# Red Desert Sand



## dmackey (Jan 26, 2010)

does anyone know if you can use red desert sand in your tank ? if not are there any red colored sands i could use for my substrate ?


----------



## CuzIsaidSo (Oct 13, 2009)

I found this

http://www.thatpetplace.com/pet/prod/242916/i/1/product.web


----------



## the keeper (Jan 16, 2010)

thats pretty sweet! i have pool sand, playsand, blue sand, black sand, i think im going to get some red sand,


----------



## CLUSTER ONE (Aug 2, 2006)

dmackey said:


> does anyone know if you can use red desert sand in your tank ? if not are there any red colored sands i could use for my substrate ?


 Are you talking reptile sand? I think it could work, but some reptile sands are are made to prevent impaction so they arn't totally sand such as calcium sand which would be bad


----------



## dmackey (Jan 26, 2010)

sean-820 said:


> does anyone know if you can use red desert sand in your tank ? if not are there any red colored sands i could use for my substrate ?


 Are you talking reptile sand?
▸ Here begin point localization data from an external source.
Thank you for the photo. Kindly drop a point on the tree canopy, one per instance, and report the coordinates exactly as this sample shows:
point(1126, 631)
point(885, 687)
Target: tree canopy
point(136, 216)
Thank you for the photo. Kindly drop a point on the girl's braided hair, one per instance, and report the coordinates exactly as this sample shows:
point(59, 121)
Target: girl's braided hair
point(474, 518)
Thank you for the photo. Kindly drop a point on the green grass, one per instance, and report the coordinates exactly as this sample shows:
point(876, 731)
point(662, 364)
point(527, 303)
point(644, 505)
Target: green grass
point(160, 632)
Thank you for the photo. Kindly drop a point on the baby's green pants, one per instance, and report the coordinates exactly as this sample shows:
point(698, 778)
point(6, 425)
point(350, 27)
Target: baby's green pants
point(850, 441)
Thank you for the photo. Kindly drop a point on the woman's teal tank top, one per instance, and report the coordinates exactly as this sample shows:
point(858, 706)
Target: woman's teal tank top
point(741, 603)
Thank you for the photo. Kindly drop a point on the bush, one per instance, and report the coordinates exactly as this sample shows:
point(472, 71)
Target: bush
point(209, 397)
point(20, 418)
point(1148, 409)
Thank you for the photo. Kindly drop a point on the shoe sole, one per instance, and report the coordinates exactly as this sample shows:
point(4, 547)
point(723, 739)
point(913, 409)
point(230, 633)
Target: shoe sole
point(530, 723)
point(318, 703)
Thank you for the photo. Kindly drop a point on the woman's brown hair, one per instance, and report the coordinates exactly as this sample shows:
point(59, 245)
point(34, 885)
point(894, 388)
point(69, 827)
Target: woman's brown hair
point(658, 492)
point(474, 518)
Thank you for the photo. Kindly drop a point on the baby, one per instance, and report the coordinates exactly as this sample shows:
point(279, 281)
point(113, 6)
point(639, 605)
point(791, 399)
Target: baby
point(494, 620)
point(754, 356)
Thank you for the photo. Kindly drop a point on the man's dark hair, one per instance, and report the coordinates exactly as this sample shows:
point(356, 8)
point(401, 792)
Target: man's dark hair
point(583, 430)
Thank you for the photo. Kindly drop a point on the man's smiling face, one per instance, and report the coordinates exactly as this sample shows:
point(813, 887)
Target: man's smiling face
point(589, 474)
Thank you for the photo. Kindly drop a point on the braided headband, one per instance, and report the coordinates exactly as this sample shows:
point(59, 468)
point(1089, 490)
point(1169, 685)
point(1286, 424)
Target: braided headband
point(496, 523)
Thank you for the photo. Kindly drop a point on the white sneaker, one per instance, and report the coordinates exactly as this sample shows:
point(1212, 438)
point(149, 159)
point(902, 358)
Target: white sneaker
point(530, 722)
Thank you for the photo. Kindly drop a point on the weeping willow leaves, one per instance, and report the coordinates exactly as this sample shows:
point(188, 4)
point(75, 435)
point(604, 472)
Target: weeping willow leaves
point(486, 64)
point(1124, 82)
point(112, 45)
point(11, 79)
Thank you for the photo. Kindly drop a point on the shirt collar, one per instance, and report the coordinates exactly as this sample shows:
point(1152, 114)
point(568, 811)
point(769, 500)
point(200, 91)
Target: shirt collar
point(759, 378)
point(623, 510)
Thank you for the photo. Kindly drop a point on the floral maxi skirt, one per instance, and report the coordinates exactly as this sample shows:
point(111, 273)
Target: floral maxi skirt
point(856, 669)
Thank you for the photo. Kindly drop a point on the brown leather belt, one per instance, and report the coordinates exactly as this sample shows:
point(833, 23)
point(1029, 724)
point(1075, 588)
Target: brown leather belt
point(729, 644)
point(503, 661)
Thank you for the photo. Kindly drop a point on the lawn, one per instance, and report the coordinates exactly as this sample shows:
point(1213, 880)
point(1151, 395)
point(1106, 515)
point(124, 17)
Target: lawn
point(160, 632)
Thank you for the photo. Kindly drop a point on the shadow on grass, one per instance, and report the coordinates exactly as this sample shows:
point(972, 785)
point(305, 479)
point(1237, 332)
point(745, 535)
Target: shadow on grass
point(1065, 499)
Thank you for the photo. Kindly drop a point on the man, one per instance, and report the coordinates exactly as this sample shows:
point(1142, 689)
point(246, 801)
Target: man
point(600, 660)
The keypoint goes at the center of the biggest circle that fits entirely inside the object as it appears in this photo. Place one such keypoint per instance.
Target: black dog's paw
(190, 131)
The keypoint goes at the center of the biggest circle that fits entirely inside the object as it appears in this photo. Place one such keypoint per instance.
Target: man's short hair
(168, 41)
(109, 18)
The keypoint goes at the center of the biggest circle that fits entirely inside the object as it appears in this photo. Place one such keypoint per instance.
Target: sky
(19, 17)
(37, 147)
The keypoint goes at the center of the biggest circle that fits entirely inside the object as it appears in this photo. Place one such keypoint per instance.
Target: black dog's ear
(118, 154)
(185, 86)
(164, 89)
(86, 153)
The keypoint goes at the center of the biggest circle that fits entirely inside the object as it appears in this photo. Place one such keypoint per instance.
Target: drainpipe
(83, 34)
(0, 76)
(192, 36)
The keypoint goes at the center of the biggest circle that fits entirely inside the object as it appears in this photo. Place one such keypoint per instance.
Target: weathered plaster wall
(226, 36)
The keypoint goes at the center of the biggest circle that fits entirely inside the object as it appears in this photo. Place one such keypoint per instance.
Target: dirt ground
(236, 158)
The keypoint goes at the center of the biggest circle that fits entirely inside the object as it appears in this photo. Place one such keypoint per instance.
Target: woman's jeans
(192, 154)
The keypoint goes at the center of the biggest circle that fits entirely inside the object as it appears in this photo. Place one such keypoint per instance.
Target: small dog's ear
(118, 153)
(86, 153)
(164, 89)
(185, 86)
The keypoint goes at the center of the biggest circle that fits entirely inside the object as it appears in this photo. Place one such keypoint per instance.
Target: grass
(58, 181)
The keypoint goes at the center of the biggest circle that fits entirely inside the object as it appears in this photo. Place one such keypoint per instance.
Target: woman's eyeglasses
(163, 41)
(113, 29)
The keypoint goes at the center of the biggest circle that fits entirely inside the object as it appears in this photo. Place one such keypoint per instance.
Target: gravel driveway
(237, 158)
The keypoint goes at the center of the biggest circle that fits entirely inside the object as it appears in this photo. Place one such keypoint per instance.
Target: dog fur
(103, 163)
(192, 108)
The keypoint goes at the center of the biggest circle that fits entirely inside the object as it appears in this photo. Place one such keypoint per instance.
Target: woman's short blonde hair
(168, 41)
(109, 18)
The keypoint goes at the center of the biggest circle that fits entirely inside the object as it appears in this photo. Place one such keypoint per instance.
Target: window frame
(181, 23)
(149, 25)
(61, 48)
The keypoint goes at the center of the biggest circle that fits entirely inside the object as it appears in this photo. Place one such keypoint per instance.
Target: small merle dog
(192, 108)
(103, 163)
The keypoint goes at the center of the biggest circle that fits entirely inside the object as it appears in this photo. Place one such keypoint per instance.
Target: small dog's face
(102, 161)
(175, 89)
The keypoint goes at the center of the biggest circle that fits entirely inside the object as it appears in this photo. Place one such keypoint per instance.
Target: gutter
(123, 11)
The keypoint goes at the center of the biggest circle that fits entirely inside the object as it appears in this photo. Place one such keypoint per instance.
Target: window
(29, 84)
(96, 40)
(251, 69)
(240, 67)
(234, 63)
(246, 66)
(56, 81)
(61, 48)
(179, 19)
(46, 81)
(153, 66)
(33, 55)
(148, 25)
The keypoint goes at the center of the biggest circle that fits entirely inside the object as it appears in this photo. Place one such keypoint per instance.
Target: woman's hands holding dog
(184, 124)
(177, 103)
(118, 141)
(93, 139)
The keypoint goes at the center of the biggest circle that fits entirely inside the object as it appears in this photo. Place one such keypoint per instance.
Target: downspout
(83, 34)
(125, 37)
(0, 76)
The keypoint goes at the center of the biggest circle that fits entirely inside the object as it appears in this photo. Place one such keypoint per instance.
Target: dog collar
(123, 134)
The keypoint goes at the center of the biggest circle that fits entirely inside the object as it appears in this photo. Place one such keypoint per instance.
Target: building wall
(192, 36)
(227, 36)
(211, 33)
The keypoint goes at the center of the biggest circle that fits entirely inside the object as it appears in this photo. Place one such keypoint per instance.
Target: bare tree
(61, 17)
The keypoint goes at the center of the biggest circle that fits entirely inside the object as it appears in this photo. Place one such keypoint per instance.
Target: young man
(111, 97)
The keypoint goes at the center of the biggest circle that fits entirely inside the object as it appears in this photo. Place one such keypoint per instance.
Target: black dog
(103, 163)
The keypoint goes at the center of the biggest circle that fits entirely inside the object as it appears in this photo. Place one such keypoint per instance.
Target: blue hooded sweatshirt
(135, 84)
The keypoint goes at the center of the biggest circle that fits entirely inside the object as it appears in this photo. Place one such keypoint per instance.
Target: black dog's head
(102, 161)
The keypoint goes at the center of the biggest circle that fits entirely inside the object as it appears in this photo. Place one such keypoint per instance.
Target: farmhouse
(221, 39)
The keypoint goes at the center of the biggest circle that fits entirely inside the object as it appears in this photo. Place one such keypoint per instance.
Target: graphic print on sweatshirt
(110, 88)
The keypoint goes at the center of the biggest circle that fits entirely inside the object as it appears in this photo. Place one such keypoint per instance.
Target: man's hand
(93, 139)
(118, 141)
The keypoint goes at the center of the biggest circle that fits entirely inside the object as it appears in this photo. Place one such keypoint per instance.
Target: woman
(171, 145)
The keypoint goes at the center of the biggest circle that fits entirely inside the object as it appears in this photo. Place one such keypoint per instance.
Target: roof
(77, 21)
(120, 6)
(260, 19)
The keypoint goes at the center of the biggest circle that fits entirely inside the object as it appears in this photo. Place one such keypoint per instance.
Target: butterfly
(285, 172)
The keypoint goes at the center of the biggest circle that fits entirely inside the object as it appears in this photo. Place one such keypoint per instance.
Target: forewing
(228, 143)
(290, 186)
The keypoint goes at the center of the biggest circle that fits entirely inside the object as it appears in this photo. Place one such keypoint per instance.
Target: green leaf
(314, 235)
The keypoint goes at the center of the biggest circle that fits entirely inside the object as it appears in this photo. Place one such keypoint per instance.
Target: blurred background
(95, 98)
I think it could work, but some reptile sands are are made to prevent impaction so they arn't totally sand such as calcium sand
[/quote]

yea it was in the reptile section so i assume so


----------



## Johnny_Zanni (Nov 8, 2009)

calcium sand will probly bring your PH up.

I also heard of some stuff called Colour Quarts that you can use they have like 13 different colors. They have 2 types and sand and a gravel


----------



## sapir (Jun 20, 2008)

they make color quartz in red, its not exactly as fine as sand but just a tiny bit larger than pool filter sand.
also i would be careful using reptile sand, and dont use calci sand at all.


----------



## assclown (Dec 12, 2005)

if you look hard enough, you can find lava rock in sand formation


----------



## CLUSTER ONE (Aug 2, 2006)

assclown said:


> if you look hard enough, you can find lava rock in sand formation


 That would be cool ive never heard of that. are you talking at a lfs or hardware stores/for soem non aquarium use?


----------



## dmackey (Jan 26, 2010)

assclown said:


> if you look hard enough, you can find lava rock in sand formation


yea i'll have to look into that , the white i have is nice but im finding it a pain in the azz to keep clean already


----------



## assclown (Dec 12, 2005)

sean-820 said:


> if you look hard enough, you can find lava rock in sand formation


 That would be cool ive never heard of that. are you talking at a lfs or hardware stores/for soem non aquarium use?
[/quote]
i found some, some years ago at a rock quary and it was sand kinda
rough but none the less it was a pain to rinse but it was cool stuff


----------



## dmackey (Jan 26, 2010)

cool i will look into that


----------